En général, 70% des pronoms genrés dans les ensembles de données de traduction sont masculins, tandis que 30% sont féminins. En effet, les textes utilisés à ces fins ont tendance à se référer davantage aux hommes qu'aux femmes. Pour empêcher les systèmes de traduction de reproduire ces biais existants, des paires de phrases spécifiques devraient être supprimées des données, de sorte que les pronoms masculins et féminins apparaissent à 50/50 % à la fois du côté anglais et du côté français. Cela empêcherait le système d'attribuer des probabilités plus élevées aux pronoms masculins.
Les noms et les adjectifs devraient également être équilibrés à 50%/50%, bien sûr, puisque ceux-ci peuvent indiquer le genre dans les deux langues ("acteur", "actrice"; "neuf", "neuve") – et ainsi de suite. Mais ce sous-échantillonnage drastique réduirait nécessairement considérablement les données d'apprentissage disponibles, diminuant ainsi la qualité des traductions produites.

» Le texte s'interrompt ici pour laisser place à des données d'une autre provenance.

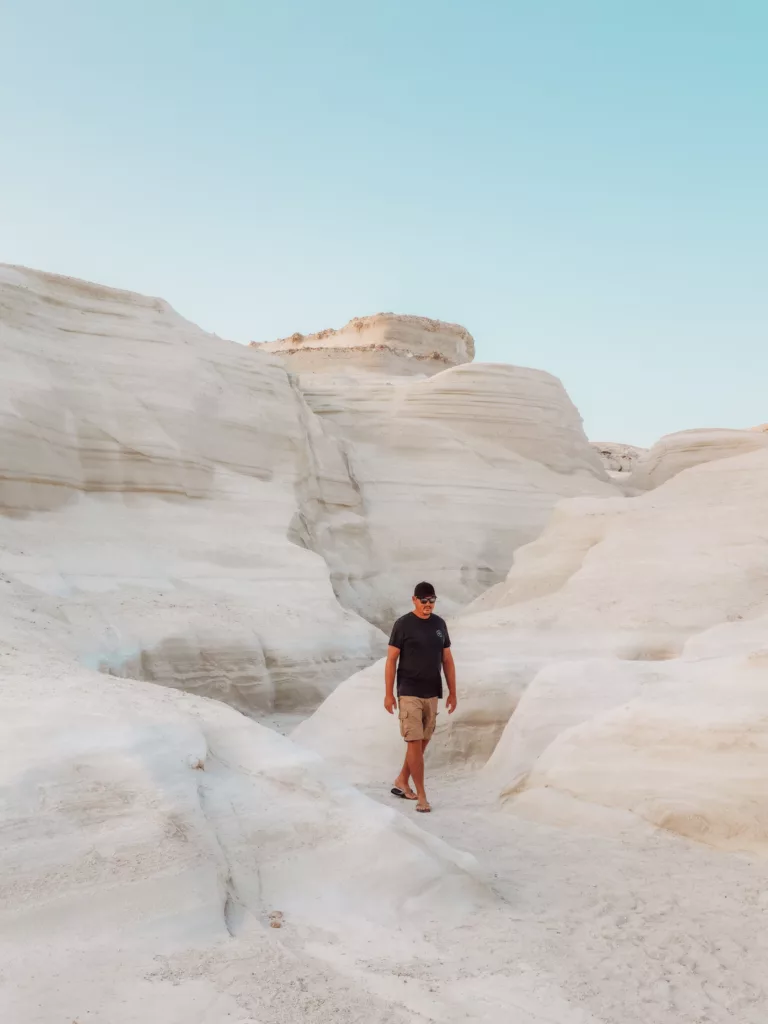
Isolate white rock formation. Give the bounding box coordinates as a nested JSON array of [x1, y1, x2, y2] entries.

Et même si le sous-ensemble de données résultant était entièrement équilibré entre les sexes, il serait toujours faussé de toutes sortes d'autres manières (comme l'ethnicité ou l'âge). En vérité, il serait difficile de supprimer tous ces biais complètement . Si une personne ne consacre que cinq secondes à la lecture de chacune des un milliard de phrases des données d'entraînement, il faudrait 159 ans pour tous les vérifier - et cela suppose une volonté de travailler toute la journée et la nuit, sans pause déjeuner.
Une alternative?
Il n'est donc pas réaliste d'exiger que tous les ensembles de données d'entraînement soient impartiaux avant la construction des systèmes d'IA. Ces exigences de haut niveau supposent généralement que « IA » désigne un groupe homogène de modèles mathématiques et d'approches algorithmiques.
En réalité, différentes tâches d'IA nécessitent des types de systèmes très différents. Et minimiser l'ampleur de cette diversité masque les vrais problèmes posés par (disons) des données d'entraînement profondément faussées. C'est regrettable, car cela signifie que d'autres solutions au problème de biais de données sont négligées.

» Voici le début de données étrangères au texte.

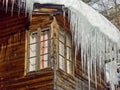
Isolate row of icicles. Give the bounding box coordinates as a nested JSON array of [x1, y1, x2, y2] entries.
[[3, 0, 120, 90]]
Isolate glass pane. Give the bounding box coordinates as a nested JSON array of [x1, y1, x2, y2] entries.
[[40, 41, 48, 55], [30, 44, 37, 57], [59, 56, 65, 71], [67, 61, 72, 74], [66, 34, 72, 47], [41, 31, 49, 41], [59, 34, 65, 43], [59, 30, 65, 36], [59, 42, 65, 56], [40, 54, 48, 69], [30, 32, 37, 44], [29, 57, 36, 71], [66, 47, 72, 60]]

Par exemple, les biais dans un système de traduction automatique entraîné peuvent être considérablement réduits si le système est adapté après avoir été entraîné sur le plus grand, forcément biaisé, base de données. Cela peut être fait en utilisant un beaucoup plus petit, moins biaisé, base de données. La majorité des données peuvent être fortement biaisées, donc, mais le système formé dessus n'a pas besoin de l'être. Malheureusement, ces techniques sont rarement discutées par les personnes chargées d'élaborer des lignes directrices et des cadres législatifs pour la recherche en IA.

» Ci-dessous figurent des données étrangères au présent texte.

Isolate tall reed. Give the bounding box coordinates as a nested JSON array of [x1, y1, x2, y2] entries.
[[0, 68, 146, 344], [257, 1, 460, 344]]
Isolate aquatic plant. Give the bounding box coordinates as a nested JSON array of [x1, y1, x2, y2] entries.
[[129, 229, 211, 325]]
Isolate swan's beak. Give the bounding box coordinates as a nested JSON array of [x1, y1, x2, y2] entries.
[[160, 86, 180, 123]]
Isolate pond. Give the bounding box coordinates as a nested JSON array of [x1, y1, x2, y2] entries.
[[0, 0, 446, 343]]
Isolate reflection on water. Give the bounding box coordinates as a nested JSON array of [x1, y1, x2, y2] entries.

Si les systèmes d'IA ne font que renforcer les déséquilibres sociaux existants, alors ils entravent plutôt qu'ils ne facilitent le changement social positif. Si les technologies d'IA que nous utilisons de plus en plus au quotidien étaient bien moins biaisées que nous, alors ils pourraient nous aider à reconnaître et à affronter nos propres préjugés cachés.
C'est certainement ce vers quoi nous devrions travailler. Et donc les développeurs d'IA doivent réfléchir beaucoup plus attentivement aux conséquences sociales des systèmes qu'ils construisent, tandis que ceux qui écrivent sur l'IA doivent comprendre plus en détail comment les systèmes d'IA sont réellement conçus et construits. Car si nous approchons effectivement soit d'une idylle technologique, soit d'une apocalypse, le premier serait préférable.
Cet article est republié à partir de The Conversation sous une licence Creative Commons. Lire l'article original.